In choosing a career, or having life choose one for you, I doubt that anything is more important than passion. Forget about income, status or family respect – those things follow from doing good wo
rk and diligent study, and good work and diligent study follow from passion, which is a very personal, non-exchangeable resource. Yours is the only kind there is. Imagine that in the future your job is actually a fun, fulfilling hobby for which you get paid. This is certainly possible: I’m doing it right now. Whatever you are enjoying the most at thirteen, you will likely still enjoy at twenty, forty, eighty. The passion will grow, wane, develop, even radically change course, but at its core, the thirteen-year-old self is an excellent time to know what inspires and motivates you the most, prior to the various complications and compromises of adulthood.
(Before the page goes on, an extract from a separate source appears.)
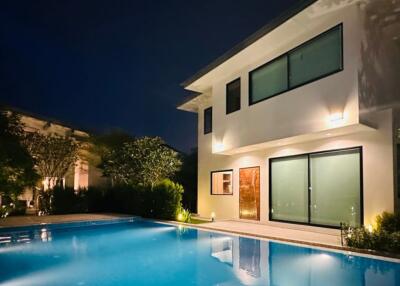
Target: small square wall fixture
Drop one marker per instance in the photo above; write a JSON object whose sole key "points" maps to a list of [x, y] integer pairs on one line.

In fact, when things get really tough and confusing as hell, you are going to need motivation, and it won’t come so much from strategy or knowledge: it will come from passion. Things you find inspiring and fun. I don’t think they talk about fun enough in relation to careers, but it’s a pretty vital component.
As a forty-one-year-old, I don’t feel that my basic interests have changed much at all since I was thirteen, and I’m glad I pursued painting and drawing, in spite of so many people telling me that being an artist did not constitute stable employment.
Interestingly, the kind of job I do now did not exist on the charts presented by my career counsellor in high school: a terrific guy, but like the rest of us unable to know everything, much less the future. In any case, he was better off remaining vague, because the path by which I came to be, say, directing a short animated film, writing a picture book, painting a mural or speaking at a conference in Mexico is so crazily convoluted, I could not have actually studied for it directly. And I didn’t: nothing I do now is the consequence of actual qualification, I’ve just learned along the way, moving from project to project, with lots of flat spots in between. I may well be doing something quite different in another ten years, and I’m open to that. The most important thing I learned at school – which you are learning now – is how to adapt, learning how to learn. The algebra you will forget, but the experience of wrangling formulae, even the insufferably boring stuff, is lodging an important pattern somewhere in your subconscious, building some kind of wiring and stamina.